Nel male di oggi tutti guardano speranzosi al dopo. Lei è ottimista sul mondo che lascerà la pandemia?
«È presto per dire. Di sicuro passata la crisi sanitaria, ce ne sarà una economica molto più forte di quella del 2008. Attraverseremo un momento durissimo in cui spero prevalga la solidarietà e non lo spirito, vergognoso, appena mostrato dai grandi capi dell’economia svizzera. A lunga scadenza sono abbastanza positivo. A condizione che, a livello globale, si ponga fine all’aumento delle diseguaglianze. Allora potremmo avere un periodo come quello dei trenta gloriosi con il Welfare generalizzato che seguì il secondo conflitto mondiale. Per quasi trent’anni andò tutto bene finché non spuntò il neoliberismo della Thatcher e di Reagan». Come dire che pandemia potrebbe scacciare pandemia».
La capo Area infermieristica Annette Biegger: «Qui oggi nascono dei grandi team»

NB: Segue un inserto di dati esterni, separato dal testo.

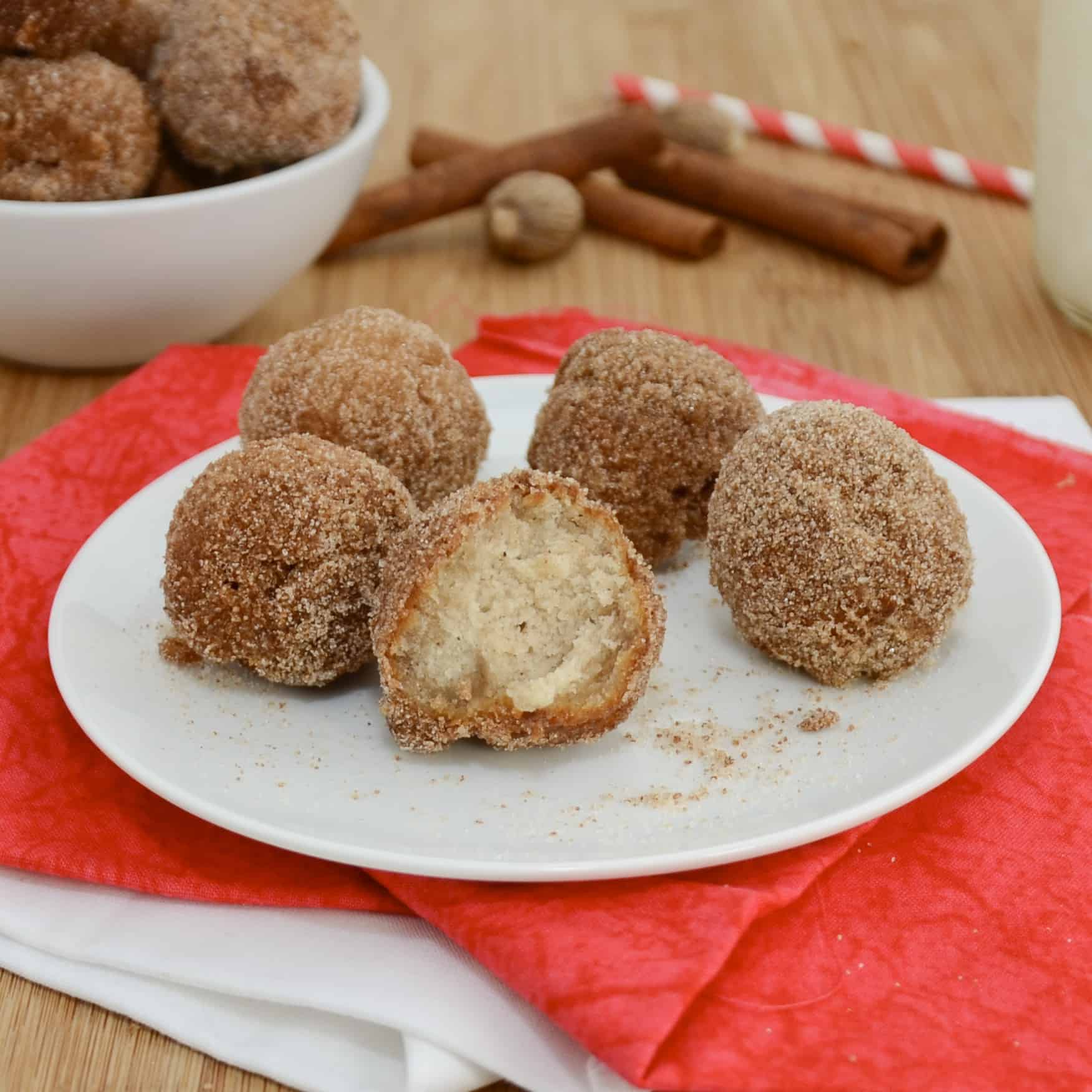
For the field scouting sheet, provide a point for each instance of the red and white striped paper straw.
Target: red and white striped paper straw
(936, 163)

La situazione attuale sta affinando anche la solidarietà all’interno dell’Eoc. «Ha rafforzato la collaborazione tra le sedi - dice Annette Biegger, responsabile dell’Area infermieristica -. Il personale medico e infermieristico è stato concentrato nel centro Covid a Locarno dove l’attività sta aumentando in modo esponenziale». Un aspetto evidenziato da Biegger è che «i colleghi, infermieri e medici, sono pronti e a disposizione per trasferirsi in altre sedi e lavorare insieme. Si crea una dinamica di collaborazione tra queste equipe. Stanno nascendo dei team completamente nuovi. È un’esperienza molto positiva che stiamo osservando». Tutto questo nonostante, aggiunge la capo Area «si sappia che il lavoro è molto impegnativo con i pazienti Covid. E che si è confrontati anche con paure». Positiva è anche la collaborazione con la clinica Moncucco, «che è molto importante perché ci scarica dal peso che arriva a Locarno». La collaborazione si estende, in parte, anche a nord: «Loro ci offrono aiuto, ma penso non si rendano ancora conto che tra pochissimo saranno nelle nostre stesse condizioni».